Corporate Slave Succubus- Survival Of Newcomer ... -
Do not volunteer. The holiday party is a trap. The eggnog is laced with false hope, and the karaoke machine is a soul-binding contract.
Instead, learn the sacred texts: The Art of the Cc (how to passively document blame), The Seven Habits of Highly Effective Parasites , and the quarterly earnings call transcript (read it as horror fiction). You survive not by being the strongest, but by being the most forgettable . Make yourself a gray rock in a river of misery. When they ask for “two truths and a lie,” say: “I love deadlines. I thrive under pressure. I have a life outside this job.” They will laugh. They will move on. You have bought another week.
Lesson one: Sustainability. The best prey is the one who shows up tomorrow, slightly more hollow, and thanks you for the opportunity. Corporate Slave Succubus- Survival of Newcomer ...
Surviving Grenda requires a specific counter-magic: . You learn to be just slow enough to avoid new projects, but just fast enough to avoid a PIP (Performance Improvement Pact—a 30-day countdown to being fed to the server farm in the basement). You pretend to misunderstand the new CRM software. You “accidentally” mute yourself on every all-hands call. You become a ghost that still clocks in.
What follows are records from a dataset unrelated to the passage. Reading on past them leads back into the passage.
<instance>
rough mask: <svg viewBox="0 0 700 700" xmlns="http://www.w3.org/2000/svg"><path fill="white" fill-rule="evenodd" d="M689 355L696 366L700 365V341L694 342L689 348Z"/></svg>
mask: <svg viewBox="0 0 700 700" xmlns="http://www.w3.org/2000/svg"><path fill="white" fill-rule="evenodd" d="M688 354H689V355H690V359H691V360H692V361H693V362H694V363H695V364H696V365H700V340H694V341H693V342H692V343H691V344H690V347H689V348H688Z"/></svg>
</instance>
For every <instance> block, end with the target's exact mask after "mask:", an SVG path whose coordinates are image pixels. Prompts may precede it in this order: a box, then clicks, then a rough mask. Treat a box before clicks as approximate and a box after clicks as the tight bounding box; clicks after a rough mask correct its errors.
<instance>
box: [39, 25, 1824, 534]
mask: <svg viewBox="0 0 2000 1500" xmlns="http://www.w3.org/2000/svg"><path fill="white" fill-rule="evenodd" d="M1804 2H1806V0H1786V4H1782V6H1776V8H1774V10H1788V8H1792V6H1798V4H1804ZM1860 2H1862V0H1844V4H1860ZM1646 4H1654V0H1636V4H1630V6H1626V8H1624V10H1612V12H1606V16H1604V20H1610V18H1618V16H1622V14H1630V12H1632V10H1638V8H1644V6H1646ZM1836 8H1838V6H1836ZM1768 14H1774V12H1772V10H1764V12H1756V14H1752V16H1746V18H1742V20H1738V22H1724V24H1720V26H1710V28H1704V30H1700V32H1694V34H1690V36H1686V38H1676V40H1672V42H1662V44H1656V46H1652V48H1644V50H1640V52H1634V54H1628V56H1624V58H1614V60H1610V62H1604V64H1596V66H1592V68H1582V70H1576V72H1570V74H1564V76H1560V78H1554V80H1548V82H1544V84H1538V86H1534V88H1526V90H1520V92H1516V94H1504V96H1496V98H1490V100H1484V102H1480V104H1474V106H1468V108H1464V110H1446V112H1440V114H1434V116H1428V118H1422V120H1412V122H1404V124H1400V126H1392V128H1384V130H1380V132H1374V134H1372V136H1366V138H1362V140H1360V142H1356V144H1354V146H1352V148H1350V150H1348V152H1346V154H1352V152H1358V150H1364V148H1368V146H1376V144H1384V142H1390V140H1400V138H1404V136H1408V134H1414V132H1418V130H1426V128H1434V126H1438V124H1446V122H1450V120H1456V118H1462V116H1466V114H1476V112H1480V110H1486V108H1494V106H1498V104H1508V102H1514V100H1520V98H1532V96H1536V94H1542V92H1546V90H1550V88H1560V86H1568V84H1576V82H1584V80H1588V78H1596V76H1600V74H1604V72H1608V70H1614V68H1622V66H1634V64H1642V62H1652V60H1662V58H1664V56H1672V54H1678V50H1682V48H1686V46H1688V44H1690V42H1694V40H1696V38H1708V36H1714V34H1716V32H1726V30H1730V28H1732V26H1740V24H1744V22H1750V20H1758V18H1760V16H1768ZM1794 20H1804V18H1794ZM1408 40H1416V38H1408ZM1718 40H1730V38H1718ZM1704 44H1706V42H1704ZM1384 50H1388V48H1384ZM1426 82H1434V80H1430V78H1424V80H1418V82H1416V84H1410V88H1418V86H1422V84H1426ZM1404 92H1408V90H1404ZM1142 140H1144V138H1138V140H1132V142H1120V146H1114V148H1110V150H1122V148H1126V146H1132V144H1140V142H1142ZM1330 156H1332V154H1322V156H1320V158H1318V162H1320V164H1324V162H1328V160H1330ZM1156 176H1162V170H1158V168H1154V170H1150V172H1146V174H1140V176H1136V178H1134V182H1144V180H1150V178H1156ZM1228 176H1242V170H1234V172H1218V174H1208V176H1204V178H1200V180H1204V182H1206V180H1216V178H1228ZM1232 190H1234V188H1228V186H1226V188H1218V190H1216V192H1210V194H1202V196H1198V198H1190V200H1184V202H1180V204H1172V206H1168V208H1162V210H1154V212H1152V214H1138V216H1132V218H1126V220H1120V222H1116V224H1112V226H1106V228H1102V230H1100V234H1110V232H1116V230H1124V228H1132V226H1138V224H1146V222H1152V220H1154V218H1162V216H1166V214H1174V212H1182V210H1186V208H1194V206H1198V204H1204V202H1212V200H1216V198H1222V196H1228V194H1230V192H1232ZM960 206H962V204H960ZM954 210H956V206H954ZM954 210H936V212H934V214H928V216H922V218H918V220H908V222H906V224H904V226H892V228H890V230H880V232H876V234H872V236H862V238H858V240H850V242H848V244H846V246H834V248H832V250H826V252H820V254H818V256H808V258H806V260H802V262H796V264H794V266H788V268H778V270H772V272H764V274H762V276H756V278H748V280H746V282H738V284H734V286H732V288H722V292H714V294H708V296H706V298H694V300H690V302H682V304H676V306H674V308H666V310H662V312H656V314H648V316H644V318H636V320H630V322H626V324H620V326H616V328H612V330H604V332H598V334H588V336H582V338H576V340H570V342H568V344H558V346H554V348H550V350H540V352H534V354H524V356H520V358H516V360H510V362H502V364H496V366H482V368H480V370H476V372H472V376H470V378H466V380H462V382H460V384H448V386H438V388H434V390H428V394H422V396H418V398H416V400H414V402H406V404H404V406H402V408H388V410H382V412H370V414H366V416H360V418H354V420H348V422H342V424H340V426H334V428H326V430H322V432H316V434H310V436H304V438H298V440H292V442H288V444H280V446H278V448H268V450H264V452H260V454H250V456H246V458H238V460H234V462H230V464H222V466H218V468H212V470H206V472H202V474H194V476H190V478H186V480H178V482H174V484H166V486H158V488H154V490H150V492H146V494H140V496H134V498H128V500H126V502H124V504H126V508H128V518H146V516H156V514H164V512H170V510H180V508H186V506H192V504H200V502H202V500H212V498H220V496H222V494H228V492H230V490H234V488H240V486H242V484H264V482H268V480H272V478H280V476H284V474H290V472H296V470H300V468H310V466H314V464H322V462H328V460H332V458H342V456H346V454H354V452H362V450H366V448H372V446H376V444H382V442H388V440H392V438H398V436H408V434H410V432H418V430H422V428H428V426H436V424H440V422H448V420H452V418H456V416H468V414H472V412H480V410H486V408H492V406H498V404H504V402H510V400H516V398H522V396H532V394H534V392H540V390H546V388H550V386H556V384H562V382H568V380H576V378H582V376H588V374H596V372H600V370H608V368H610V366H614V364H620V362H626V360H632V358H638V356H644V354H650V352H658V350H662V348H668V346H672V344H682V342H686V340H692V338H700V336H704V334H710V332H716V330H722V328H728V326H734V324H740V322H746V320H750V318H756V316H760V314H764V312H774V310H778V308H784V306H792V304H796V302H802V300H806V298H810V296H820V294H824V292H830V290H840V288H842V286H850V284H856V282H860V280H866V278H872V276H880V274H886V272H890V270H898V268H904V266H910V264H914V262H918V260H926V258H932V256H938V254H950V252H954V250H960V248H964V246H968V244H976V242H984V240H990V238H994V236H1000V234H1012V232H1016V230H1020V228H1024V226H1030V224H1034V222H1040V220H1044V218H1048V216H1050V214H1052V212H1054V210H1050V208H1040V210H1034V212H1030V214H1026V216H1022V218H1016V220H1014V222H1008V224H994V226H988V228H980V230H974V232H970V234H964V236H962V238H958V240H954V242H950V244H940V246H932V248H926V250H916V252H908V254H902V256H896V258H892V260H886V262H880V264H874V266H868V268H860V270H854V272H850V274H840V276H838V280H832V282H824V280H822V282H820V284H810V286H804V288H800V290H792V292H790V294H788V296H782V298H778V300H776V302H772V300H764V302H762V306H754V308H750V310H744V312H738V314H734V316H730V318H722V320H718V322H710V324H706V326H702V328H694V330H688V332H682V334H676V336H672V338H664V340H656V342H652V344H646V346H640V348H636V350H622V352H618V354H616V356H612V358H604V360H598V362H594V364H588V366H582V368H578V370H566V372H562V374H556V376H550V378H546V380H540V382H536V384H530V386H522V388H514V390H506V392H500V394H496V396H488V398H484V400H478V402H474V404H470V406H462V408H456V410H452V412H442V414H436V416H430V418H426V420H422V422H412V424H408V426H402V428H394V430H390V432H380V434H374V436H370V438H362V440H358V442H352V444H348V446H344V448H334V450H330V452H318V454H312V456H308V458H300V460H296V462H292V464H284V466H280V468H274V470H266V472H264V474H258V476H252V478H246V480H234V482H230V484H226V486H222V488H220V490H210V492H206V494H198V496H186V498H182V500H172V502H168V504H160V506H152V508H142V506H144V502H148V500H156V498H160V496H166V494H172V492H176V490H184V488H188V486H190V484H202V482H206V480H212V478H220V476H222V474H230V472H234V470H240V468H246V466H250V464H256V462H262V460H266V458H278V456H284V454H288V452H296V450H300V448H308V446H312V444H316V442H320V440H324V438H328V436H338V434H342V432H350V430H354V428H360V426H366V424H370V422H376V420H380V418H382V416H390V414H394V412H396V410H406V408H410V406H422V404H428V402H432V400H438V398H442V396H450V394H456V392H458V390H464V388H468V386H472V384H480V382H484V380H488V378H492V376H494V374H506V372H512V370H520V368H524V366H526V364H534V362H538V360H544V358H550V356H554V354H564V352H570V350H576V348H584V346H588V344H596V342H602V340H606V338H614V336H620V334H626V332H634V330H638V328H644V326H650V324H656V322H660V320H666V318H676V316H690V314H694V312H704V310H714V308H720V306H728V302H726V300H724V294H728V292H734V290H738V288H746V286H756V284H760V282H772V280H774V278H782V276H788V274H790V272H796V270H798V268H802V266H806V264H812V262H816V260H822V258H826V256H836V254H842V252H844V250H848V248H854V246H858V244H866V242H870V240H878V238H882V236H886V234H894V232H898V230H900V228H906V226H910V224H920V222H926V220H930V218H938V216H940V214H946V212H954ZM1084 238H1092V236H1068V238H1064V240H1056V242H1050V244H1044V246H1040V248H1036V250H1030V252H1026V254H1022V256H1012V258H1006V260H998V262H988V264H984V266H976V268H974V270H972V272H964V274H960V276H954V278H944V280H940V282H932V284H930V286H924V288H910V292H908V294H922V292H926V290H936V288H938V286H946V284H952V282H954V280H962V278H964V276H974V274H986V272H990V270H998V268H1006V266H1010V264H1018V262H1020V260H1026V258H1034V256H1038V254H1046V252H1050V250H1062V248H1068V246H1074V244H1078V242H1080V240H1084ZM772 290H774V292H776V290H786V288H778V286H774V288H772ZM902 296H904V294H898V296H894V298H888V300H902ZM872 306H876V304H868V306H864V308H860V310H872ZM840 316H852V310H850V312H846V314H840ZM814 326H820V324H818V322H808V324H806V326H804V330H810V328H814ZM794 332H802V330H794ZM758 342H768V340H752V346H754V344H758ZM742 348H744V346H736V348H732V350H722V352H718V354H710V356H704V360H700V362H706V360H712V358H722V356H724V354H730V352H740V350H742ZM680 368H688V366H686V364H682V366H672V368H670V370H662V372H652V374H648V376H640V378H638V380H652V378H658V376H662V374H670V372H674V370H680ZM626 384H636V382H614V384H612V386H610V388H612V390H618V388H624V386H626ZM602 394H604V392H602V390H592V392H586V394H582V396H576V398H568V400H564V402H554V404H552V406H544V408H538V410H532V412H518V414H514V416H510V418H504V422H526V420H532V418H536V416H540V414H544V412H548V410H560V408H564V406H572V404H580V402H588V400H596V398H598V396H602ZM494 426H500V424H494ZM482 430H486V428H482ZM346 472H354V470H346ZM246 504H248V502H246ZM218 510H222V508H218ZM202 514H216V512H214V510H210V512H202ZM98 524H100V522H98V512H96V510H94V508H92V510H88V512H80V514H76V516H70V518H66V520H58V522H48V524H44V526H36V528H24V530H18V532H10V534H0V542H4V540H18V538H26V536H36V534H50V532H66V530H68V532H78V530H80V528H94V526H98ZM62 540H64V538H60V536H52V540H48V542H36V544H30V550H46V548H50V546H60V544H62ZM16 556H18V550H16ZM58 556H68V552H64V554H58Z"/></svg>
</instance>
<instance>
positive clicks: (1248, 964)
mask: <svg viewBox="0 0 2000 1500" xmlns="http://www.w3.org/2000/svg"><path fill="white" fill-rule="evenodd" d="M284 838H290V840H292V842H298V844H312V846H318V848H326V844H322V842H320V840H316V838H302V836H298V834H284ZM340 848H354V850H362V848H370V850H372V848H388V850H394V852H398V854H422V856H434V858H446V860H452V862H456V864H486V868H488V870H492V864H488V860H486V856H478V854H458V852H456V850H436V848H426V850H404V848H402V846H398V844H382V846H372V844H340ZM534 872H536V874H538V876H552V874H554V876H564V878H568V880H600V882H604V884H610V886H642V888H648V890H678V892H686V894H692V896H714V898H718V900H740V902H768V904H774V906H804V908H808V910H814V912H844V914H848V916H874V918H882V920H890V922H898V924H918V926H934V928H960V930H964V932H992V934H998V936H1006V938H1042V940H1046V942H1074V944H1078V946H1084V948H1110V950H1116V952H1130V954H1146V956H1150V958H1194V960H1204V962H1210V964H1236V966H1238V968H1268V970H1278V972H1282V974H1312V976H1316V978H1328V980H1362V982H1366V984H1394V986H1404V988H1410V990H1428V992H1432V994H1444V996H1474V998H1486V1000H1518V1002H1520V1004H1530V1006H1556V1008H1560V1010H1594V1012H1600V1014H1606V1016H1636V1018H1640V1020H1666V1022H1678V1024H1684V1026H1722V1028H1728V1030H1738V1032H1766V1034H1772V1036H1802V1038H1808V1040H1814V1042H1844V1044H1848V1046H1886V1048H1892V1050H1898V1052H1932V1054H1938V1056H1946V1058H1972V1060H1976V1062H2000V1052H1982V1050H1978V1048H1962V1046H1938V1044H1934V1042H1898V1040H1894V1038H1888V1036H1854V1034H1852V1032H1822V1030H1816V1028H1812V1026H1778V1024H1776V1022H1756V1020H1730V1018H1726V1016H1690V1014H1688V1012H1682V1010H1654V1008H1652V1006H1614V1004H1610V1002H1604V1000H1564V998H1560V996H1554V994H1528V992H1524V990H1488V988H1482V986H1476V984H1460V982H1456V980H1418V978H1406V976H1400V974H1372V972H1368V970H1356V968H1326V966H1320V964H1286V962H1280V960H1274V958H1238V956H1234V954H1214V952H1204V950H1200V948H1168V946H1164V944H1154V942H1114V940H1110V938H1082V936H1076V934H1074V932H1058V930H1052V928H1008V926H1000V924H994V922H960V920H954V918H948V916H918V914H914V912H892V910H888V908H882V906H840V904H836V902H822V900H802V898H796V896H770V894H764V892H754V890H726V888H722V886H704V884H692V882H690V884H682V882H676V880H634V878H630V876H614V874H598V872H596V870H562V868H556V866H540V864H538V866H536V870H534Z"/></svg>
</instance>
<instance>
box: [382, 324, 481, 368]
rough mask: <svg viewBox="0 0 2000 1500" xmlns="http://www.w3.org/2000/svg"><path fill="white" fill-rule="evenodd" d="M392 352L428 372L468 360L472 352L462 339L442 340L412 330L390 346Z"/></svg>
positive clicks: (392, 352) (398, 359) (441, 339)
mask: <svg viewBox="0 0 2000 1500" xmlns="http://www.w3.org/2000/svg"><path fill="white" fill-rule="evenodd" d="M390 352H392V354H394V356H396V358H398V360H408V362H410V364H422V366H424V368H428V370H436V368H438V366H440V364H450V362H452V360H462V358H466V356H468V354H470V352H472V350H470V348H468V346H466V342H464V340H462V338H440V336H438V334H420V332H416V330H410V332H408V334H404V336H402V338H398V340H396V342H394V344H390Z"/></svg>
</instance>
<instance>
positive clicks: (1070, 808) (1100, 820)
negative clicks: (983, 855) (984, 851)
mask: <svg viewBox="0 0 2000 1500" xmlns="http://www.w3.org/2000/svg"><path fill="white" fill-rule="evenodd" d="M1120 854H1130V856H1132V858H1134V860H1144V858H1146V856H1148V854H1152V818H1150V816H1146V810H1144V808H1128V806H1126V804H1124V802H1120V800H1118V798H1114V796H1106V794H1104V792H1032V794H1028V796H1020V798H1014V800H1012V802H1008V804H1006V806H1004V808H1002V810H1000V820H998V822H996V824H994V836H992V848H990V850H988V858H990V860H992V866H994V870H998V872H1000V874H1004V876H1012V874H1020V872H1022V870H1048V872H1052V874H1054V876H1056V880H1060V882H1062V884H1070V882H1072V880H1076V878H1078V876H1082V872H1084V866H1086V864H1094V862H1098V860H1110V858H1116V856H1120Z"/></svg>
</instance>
Welcome to Hale & Heartache. Your first day is eternal. End of Write-up. Do not volunteer
You survive. Not because you are clever or strong. But because you learned the ultimate succubus truth: You cannot drain what is already hollow.
Every unnecessary Zoom call, every “quick sync” that lasts 90 minutes, every post-lunch presentation with 47 slides of pure nothingness—that is your buffet. You sit silently, nodding, while your colleagues’ ki leaks out of their eye sockets. You absorb their wasted potential, their suppressed sighs, their dreams of quitting to open a bakery. Instead, learn the sacred texts: The Art of
You laugh for the first time in months. It tastes like stolen bandwidth.